Those girls are so skinny. frown.gif I know it's sort of a "yeah, we know." but when one doesn't follow womens fashion that closely you sort of forget it. It's almost painful to see a few of them.

post #265 of 414

Nothing like the 90s. On the whole models are just really small people, height excluded.

post #266 of 414
Quote:
Originally Posted by KingJulien View Post

There was a profile in the New Yorker about him, here - 

Warning: Spoiler! (Click to show)
Quote:
Tomas Maier, the head designer of the Italian fashion label Bottega Veneta, is one of those people who wants to erase every fault in their range of sight. Maier, who grew up in the Black Forest in Germany, is fifty-three, and he has the aspect of a hipster monk. At Bottega Veneta, Maier designs men’s and women’s ready-to-wear clothing, along with housewares, furniture, watches, porcelain, and jewelry. But it is his leather accessories—bags, shoes, wallets—that are the label’s signature, and its best-selling items. At certain moments, Maier recalls characters in the novels of Kingsley Amis, those finely tuned instruments of outrage who find catharsis in cataloguing all the human failures around them. His goal as a designer is to strip away all unnecessary parts until a dress or a shirt or a bag has been reduced to its functional essence. When Maier took over Bottega Veneta, in June, 2001, the fashion world was ruled by bling-laden excess, symbolized by the phenomenon of the It Bag. Maier’s first act upon taking over at Bottega Veneta was to design a bag that looked, in the context of the times, like a rebuke: a woven leather sack with two handles. With no logos, no hardware, no adornments, the bag, which Maier called a Cabat, has since become one of the label’s top-selling items. Maier has increased Bottega Veneta’s sales eight hundred per cent in the past nine years, bringing the company out of near-bankruptcy. His strenuous refusal to overmarket the bag is itself a kind of marketing—the type that appeals to a customer who disdains the easy status recognition that comes from a conspicuous label.

Read more http://www.newyorker.com/reporting/2011/01/03/110103fa_fact_colapinto#ixzz1zU7nUHRj
Warning: Spoiler! (Click to show)

Sounds like many of the bags are really understated on the outside, but he does things like put fur or satin on the inside so you touch it every time you reach in, even though no one else can ever see it.  And yeah, it's stupid expensive, but I don't think it's actually worse than JS.

Quote:
the type that appeals to a customer who disdains the easy status recognition that comes from a conspicuous label

...I bet customers love to read that about themselves.
I've read that exact paragraph about every freaking designer I became interested in ever since joining SF.
We're all so fucking tasteful shunning the excess of the (20s/50s/80s/2000s/celebrities/porn).

I mean, the article may be true, maybe he is a restrained minimalist designer (lets ignore the fact that he works for a very large, well known luxury accesories company owned by Gucci), but it just reads so wanky to me.

Minimalism is nice and all but can we please stop lauding it over other design identities?
post #267 of 414
I didn't like Raf's weird die-cut shorts. who wears matching jacket and shorts? confused.gif with black socks and dress shoes, too, yikes.
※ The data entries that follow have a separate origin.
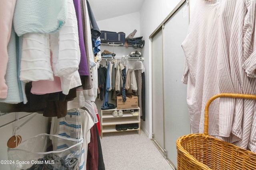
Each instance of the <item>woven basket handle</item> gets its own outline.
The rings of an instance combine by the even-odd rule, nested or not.
[[[208,135],[208,123],[209,120],[209,114],[208,111],[209,110],[209,106],[210,106],[210,104],[213,100],[218,98],[240,98],[242,99],[255,100],[256,100],[256,95],[233,93],[221,93],[212,97],[206,102],[204,109],[204,133],[205,135]]]

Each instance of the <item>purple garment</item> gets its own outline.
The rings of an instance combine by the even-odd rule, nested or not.
[[[81,52],[81,59],[79,64],[78,72],[80,76],[89,76],[89,68],[85,53],[85,47],[84,41],[84,33],[83,32],[83,26],[82,20],[82,14],[81,12],[81,5],[80,0],[73,0],[74,4],[76,10],[76,18],[77,18],[77,24],[78,28],[78,36],[79,38],[79,47]]]

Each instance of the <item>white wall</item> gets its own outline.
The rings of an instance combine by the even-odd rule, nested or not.
[[[140,35],[139,12],[98,21],[97,23],[101,30],[124,32],[126,36],[136,29],[137,32],[134,37]]]
[[[146,120],[144,122],[142,123],[142,125],[144,130],[148,133],[150,138],[152,137],[152,133],[151,116],[152,74],[151,44],[149,37],[180,2],[180,0],[147,0],[144,1],[140,12],[141,34],[146,40],[143,54],[144,56],[144,63],[146,69],[145,75],[147,96],[146,100]]]
[[[16,114],[16,119],[18,119],[20,116],[18,114],[24,116],[28,115],[28,113],[24,112]],[[48,133],[49,132],[49,118],[43,116],[42,114],[35,113],[36,115],[33,117],[29,121],[21,127],[17,134],[20,135],[22,139],[22,141],[24,141],[33,137],[39,134],[43,133]],[[10,120],[11,121],[15,120],[15,113],[8,113],[7,115],[0,116],[1,121],[3,119]],[[30,117],[25,117],[16,121],[16,126],[22,125],[24,122],[29,119]],[[1,124],[2,125],[2,121]],[[6,121],[5,123],[6,123]],[[12,136],[13,136],[12,131],[14,129],[14,123],[11,123],[9,125],[4,126],[0,128],[0,160],[8,160],[7,154],[7,141]],[[8,170],[10,169],[8,165],[0,164],[0,170]]]
[[[190,11],[192,10],[196,1],[196,0],[190,1]],[[180,2],[180,0],[146,0],[144,1],[139,13],[136,12],[97,21],[98,25],[102,30],[122,31],[128,35],[134,29],[136,29],[138,31],[135,37],[142,36],[145,40],[145,46],[142,52],[144,58],[143,63],[146,69],[146,121],[142,121],[141,125],[150,138],[152,137],[152,75],[151,45],[149,37]],[[101,47],[102,50],[106,48],[105,46]],[[112,49],[112,48],[109,49],[109,50]],[[100,110],[100,109],[99,110]]]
I know I'm totally not the target market, but I also think those cartoon prints are just fugly. Are they some kind of reflection or commentary on a new cultural trend? manga? dubstep? ;-)

The like the Bottega suits from this fall. I tried one of the ss12 suits at their store in SF. Agree that price (~2.5K) might be one of the aversions to the brand though.

261
post #268 of 414
Quote:
Originally Posted by sipang View Post

Warning: Spoiler! (Click to show)

imagine a montage of every pivotal moment that lead Raf Simons from channeling the fire of youth to being "like, really into lampshades right now, man"
post #269 of 414
Quote:
Originally Posted by Parker View Post

I didn't like Raf's weird die-cut shorts. who wears matching jacket and shorts? confused.gif with black socks and dress shoes, too, yikes. I know I'm totally not the target market, but I also think those cartoon prints are just fugly. Are they some kind of reflection or commentary on a new cultural trend? manga? dubstep? ;-)
The like the Bottega suits from this fall. I tried one of the ss12 suits at their store in SF. Agree that price (~2.5K) might be one of the aversions to the brand though.
 

 

plain.gif

Quote:
Originally Posted by hendrix View Post


...I bet customers love to read that about themselves.
I've read that exact paragraph about every freaking designer I became interested in ever since joining SF.
We're all so fucking tasteful shunning the excess of the (20s/50s/80s/2000s/celebrities/porn).
I mean, the article may be true, maybe he is a restrained minimalist designer (lets ignore the fact that he works for a very large, well known luxury accesories company owned by Gucci), but it just reads so wanky to me.
Minimalism is nice and all but can we please stop lauding it over other design identities?

 

Well, the readers of that magazine aren't particularly fashion literate.  The New Yorker isn't vogue.  But it's also talking about his entire career, and when he inherited the brand in 2001 or so, the bags the label was pumping out were akin to those LV bags with the logo plastered everywhere.

post #270 of 414
I read that New Yorker piece on Maier a while back and I remember having more respect for him and the brand afterward. They're very serious about keeping alive that heritage of Italian craftsmanship and they seem very exacting about the quality of their stuff. Part of the reason it's so expensive. But Maier has apparently done a great job of turning the brand around, and a big piece of that is their turn away from excessive branding to less conspicuous luxury. It's not minimalist in the design sense, just in its branding when compared with other luxury products.